Shane Waldron Doubles Down And Won't 'Shy Away' from Doug Kramer Run

   

Shane Waldron has gone to the well twice and come away thirsty, or probably it's more appropriate to say with water spilled all over the Bears.

There's no clear admission coming from the Bears offensive coordinator that they'll scrap the run by Doug Kramer at the 1-yard line in the future, although he certainly has felt or heard or read the ramifications of a fumble by a player who has no business carrying the football.

"I know I could have done a better job of getting us prepared in that moment, having a better play call in that instance," Waldron said.

The play call was giving it to a fullback on the play, Kramer, who is really a backup center or guard. It was with the game on the line and 6:25 left to play with the Bears trailing 12-7.

When Kramer fumbled, it seemed a familiar situation because earlier in the year from the Indianapolis 1-foot line they tried an option pitch outside on fourth down and wound up losing 12 yards.

"I try to learn from it," Waldron said. "I felt moving forward here, hey, we have different plays that are not all vanilla and when's the right time to use those (trick plays)? I felt confident. I always feel confident in our guys' ability to execute those. And then, I've got to reflect and look at hey, when the next scenario comes up, what can we all do better to execute in that situation?"

 

It seems encouraging that he at least admits they might want to worry less about a flavorful play and more about six points.

Then again ...

"It's a balance just like you said. And you look at the risk-reward. I think, looking back earlier in the season, you’re probably referring to the Colts game there on the fourth and 1," Waldron said. "And I won't shy away from these things."

Bears fans, after Sunday, might say "shy away, please."

The play call resulted in criticism from DJ Moore, if not others. He did it during a regular spot on AM-670, and while admitting the team would rather he kept that thought to himself, he also said on Wednesday at Halas Hall he said what he thinks is right.

"I think there's always valid criticism when things don't work out," Waldron said. "We'll work inwardly. We'll wrap our arms around each other and work to look forward and execute better and call better plays the next situation that that arises in."

Asked the inevitable, would he call it again if he had the chance all over again, Waldron probably didn't endear himself to many Bears fans.

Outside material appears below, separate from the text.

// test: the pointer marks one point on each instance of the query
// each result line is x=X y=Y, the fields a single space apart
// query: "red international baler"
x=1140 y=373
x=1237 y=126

"In that moment? Yeah, I was confident. I had trust in it," he said. "And looking back at it, all the things that go into any call throughout the course of the game, whether it's early calls in the game that lead to stuff not working out or calls in the middle, calls in the end, critical calls, I'll always assess those and go forward."

As for the actual execution, at least Waldron didn't sidestep that issue too much.

"It just wasn't a clean handoff," he said. "Those guys (Caleb Williams and Kramer) and we looked at it, and moved forward from it, and it didn't work out, obviously the ball ended up ricocheting forward.

"Something that hadn't come up but did come up, and we're looking forward to clean it up."

So they need to clean up the handoff from Williams to a player who normally is giving the ball to someone else between his legs rather than taking it from someone while trying to figure out where to run with 11 angry men bearing down on him.

It could be better to simply come up with another play much less risky and forget about it, like giving it to Roschon Johnson, who has scored four times from the 1-yard line this year. D'Andre Swift has done it twice. Rome Odunze caught a pass from the 1 once. For that matter, Khalil Herbert, back when he used to get to play, scored on a 2-yard run.

So there are ways to the end zone from 36 inches and in that don't require trickery.